Preventing Fraud in the Oil Patch: FTC Issues Final Market Manipulation Rule
On August 6, 2009, the Federal Trade Commission (FTC), on a 3-1 vote, issued its petroleum market manipulation rule that applies standards based in large part on Securities and Exchange Commission (SEC) Rule 10b-5. The rule, which has been in process for over a year and will become effective on November 4, 2009, outlaws fraudulent and deceptive practices in the wholesale markets for crude oil and refined products. Violations of the rule can result in penalties of up to $1 million/day. The FTC’s announcement sends a clear signal that petroleum industry participants should carefully scrutinize their current business practices to steer clear of potential liability should the FTC launch an aggressive enforcement campaign.
In a statement issued in conjunction with the rule, FTC Chairman Leibowitz described the rule as “a broad anti-fraud measure that will help us prohibit conduct that harms consumers but that may not violate antitrust laws.” Chairman Leibowitz said that the Commission will “use this authority as aggressively as possible to stop market manipulation that drives up prices at the pump.”
Commissioner (and former Chairman) Kovacic voted against the rule and issued a dissenting statement in which he expressed concern that the rule will cover “a vast number of routine transactions” and that there is “a serious danger that it will impede routine contracting that is benign or procompetitive.” Noting that the “FTC’s previous inquiries have determined that price fluctuations for petroleum products result principally from market forces,” Commissioner Kovacic questioned the benefits of a market manipulation rule and indicated that, at minimum, the rule should have been more narrow. Commissioner Rosch issued a statement noting that he agrees with Commissioner Kovacic’s misgivings about the rule, but that he believes the rule is consistent with congressional intent. Commissioner Rosch stated, however, that in exercising prosecutorial discretion under the rule, he intends to keep those misgivings in mind.
The FTC’s petroleum market manipulation rule, 16 CFR § 317.3, makes it unlawful for:
- any person, directly or indirectly, in connection with the purchase or sale of crude oil, gasoline, or petroleum distillates at wholesale to:
(a) Knowingly engage in any act, practice, or course of business–including the making of any untrue statement of material fact–that operates or would operate as a fraud or deceit on any person; or
(b) Intentionally fail to state a material fact that under the circumstances renders a statement made by such person misleading, provided that such omission distorts or is likely to distort market conditions for any such product.
Thus, there are lower scienter requirements under the rule for affirmative acts than for omissions.
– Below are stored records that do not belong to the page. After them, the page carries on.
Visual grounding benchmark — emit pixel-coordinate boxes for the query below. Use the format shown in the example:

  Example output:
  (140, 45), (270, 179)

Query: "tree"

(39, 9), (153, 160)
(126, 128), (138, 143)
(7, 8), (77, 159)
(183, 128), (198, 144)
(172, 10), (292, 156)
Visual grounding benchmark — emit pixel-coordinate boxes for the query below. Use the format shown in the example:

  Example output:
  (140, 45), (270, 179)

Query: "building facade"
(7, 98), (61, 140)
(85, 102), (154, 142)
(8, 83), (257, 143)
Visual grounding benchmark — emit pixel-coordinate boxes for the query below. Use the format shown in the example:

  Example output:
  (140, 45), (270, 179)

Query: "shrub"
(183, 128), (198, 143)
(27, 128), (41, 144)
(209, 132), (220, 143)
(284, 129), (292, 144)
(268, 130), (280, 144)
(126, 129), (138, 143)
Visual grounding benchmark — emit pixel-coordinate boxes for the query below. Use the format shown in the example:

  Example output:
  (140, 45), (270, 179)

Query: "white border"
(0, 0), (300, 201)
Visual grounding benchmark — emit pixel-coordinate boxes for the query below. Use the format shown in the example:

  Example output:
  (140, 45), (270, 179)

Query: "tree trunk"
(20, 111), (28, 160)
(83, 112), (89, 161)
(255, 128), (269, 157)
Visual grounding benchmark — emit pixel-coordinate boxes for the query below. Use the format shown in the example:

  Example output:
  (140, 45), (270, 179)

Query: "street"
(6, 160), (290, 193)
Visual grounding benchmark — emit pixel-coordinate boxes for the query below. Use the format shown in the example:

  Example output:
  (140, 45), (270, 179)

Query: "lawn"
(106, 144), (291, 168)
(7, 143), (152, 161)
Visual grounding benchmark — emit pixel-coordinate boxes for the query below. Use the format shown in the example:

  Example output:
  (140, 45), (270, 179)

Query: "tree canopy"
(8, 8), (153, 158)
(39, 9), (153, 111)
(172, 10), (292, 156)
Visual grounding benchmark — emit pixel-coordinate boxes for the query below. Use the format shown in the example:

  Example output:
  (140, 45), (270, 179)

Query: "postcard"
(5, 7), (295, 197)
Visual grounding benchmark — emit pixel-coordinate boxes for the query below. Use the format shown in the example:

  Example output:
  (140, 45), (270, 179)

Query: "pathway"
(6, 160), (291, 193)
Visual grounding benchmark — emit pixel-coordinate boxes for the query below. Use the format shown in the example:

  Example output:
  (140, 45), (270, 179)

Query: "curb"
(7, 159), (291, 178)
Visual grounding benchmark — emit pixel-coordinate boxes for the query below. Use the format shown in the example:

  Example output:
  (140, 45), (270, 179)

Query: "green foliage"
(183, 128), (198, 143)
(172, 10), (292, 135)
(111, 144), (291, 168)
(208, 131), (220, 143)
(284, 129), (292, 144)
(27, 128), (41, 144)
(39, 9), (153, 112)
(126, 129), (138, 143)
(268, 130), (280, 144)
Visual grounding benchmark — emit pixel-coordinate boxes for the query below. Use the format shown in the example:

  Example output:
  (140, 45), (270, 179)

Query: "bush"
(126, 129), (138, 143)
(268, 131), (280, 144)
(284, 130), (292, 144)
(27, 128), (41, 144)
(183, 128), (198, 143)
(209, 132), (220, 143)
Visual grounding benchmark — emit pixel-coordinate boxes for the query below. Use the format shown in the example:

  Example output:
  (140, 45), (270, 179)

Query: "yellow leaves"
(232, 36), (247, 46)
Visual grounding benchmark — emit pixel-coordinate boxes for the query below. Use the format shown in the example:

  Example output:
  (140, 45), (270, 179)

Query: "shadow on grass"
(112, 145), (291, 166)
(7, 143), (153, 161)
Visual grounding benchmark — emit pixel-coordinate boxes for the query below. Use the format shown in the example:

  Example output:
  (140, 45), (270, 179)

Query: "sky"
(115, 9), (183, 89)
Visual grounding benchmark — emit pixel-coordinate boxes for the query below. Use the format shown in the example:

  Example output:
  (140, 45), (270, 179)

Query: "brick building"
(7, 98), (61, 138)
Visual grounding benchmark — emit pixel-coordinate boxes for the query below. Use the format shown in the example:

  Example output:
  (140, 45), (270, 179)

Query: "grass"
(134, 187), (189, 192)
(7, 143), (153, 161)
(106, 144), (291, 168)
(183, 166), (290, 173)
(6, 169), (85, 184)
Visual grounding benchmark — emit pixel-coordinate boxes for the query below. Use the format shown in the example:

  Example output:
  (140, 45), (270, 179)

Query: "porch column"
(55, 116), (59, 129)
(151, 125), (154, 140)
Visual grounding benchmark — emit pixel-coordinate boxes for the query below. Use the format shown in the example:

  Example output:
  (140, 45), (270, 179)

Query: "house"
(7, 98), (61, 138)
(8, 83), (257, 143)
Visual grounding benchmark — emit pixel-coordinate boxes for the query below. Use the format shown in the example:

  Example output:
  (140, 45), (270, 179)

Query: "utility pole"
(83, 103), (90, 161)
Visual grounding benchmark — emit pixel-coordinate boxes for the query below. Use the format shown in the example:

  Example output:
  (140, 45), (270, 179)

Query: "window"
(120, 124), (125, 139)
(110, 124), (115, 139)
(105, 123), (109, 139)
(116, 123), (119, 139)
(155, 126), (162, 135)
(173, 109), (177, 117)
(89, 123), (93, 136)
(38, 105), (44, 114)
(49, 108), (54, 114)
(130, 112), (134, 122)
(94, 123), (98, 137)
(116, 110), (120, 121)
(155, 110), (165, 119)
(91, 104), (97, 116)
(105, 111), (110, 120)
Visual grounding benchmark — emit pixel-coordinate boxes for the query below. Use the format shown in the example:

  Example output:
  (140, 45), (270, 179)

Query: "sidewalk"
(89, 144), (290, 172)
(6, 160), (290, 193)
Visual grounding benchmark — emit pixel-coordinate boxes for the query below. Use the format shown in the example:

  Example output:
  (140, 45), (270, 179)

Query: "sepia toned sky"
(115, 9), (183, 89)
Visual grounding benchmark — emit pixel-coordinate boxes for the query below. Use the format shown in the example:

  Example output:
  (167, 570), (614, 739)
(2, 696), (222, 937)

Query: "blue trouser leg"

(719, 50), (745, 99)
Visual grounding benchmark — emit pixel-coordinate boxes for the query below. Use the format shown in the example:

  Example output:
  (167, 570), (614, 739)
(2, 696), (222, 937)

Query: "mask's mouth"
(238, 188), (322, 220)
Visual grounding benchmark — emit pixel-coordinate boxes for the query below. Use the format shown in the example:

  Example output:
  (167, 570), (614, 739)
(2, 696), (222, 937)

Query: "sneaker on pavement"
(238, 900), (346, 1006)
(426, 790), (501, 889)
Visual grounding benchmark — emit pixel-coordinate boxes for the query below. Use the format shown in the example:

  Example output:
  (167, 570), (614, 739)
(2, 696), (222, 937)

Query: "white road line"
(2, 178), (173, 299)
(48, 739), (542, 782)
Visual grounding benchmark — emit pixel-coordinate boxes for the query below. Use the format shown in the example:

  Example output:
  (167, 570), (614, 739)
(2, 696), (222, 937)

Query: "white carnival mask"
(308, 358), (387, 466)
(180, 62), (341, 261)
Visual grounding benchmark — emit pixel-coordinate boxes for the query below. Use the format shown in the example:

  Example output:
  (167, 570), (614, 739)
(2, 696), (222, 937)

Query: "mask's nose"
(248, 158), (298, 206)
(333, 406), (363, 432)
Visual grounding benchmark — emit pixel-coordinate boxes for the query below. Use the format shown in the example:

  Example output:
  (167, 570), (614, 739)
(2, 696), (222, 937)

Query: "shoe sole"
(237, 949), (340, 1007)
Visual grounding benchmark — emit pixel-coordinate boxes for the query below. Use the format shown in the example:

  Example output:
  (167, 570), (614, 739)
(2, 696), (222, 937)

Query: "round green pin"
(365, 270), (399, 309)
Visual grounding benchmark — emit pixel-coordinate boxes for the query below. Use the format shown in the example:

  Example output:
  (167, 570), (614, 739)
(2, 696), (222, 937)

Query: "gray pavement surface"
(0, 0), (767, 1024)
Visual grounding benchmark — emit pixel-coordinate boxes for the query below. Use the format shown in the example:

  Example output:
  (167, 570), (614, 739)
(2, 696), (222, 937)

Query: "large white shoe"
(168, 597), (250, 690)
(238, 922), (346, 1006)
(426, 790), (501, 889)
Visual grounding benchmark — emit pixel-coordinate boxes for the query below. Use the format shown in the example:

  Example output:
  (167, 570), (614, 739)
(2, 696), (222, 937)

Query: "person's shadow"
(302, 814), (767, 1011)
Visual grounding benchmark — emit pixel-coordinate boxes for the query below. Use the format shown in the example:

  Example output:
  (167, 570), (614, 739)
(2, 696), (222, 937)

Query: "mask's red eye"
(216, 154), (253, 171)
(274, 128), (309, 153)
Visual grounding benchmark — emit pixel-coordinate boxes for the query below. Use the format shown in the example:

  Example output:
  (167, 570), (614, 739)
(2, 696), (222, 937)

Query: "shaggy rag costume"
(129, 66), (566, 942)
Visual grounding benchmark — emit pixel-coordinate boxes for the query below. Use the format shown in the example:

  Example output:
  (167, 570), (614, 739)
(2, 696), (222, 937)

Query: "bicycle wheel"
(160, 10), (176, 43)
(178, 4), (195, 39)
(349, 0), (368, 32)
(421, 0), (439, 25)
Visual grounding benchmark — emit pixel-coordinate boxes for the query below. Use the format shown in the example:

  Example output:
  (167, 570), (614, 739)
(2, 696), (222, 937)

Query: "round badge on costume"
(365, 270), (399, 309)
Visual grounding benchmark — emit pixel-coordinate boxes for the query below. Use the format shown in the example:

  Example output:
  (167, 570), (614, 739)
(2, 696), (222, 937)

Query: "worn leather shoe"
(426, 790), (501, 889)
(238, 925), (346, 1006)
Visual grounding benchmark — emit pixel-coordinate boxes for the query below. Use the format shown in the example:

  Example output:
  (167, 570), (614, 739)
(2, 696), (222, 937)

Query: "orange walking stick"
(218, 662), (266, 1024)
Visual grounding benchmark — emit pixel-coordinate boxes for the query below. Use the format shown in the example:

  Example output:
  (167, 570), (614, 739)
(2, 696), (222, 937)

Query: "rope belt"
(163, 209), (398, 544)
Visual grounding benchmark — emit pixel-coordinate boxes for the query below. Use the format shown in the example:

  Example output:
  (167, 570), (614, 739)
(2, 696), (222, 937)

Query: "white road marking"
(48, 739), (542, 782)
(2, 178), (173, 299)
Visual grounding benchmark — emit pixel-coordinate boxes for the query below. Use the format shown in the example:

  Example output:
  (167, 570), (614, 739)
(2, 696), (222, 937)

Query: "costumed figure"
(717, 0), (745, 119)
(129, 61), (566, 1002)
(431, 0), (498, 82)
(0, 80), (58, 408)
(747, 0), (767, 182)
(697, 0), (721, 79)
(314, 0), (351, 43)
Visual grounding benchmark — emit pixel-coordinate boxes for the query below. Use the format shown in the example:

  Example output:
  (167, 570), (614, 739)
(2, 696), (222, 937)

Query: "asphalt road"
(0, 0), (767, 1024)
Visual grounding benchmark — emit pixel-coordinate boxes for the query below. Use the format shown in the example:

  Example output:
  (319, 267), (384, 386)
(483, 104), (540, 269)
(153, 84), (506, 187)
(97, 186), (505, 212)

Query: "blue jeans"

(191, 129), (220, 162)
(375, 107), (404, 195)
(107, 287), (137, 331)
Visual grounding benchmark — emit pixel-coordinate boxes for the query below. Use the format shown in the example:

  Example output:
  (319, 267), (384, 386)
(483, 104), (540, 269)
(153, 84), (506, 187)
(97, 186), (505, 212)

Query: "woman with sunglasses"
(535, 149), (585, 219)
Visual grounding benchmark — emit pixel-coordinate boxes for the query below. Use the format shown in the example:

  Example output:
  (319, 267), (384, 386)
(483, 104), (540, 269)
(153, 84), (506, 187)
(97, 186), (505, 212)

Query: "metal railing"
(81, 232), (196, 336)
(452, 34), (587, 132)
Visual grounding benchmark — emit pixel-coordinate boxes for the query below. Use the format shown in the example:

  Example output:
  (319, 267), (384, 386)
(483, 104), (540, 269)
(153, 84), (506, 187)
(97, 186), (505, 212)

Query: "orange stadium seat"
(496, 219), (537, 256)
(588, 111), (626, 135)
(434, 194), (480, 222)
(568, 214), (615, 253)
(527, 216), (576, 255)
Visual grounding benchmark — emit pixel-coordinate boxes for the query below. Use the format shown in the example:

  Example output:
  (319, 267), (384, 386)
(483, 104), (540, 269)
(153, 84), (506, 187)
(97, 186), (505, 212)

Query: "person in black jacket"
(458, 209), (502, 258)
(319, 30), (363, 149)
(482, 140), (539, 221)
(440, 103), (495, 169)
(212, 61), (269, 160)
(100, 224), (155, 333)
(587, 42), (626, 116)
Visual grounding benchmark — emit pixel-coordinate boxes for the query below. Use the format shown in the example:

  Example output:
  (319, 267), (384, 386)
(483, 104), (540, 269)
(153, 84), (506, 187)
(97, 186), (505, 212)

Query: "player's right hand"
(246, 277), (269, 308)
A violator must act “knowingly” with respect to affirmative acts, but “intentionally” with respect to omissions.
Affirmative Actions. “Knowingly” is expressly defined in the rule to mean “that the person knew or must have known that his or her conduct was fraudulent or deceptive.” This standard is intended to embody the “extreme recklessness” standard articulated by the 7th and DC circuits in the SEC context. The adoption of a recklessness standard had been among the most hotly contested issues in the rulemaking. Although the FTC has modified the scienter language in section 317.3(a) from that contained in the Revised Notice of Proposed Rulemaking (RNOPR), the change was intended only to avoid confusion and not to change the standard. The Commission did, however, clarify that it does not intend to adopt 7th Circuit precedent that recklessness can be demonstrated by a showing of “an extreme departure from the standards of ordinary care” because standards of ordinary care are not as well-developed in the petroleum markets as they are in securities markets.
Omissions. For an omission to be actionable under the market manipulation rule, the alleged violator must have had an intent to mislead by intentionally omitting material facts. The Commission adopted this higher scienter standard for omissions to avoid chilling legitimate business activity. There is, however, no requirement to show that the actor actually intended to manipulate or affect a market.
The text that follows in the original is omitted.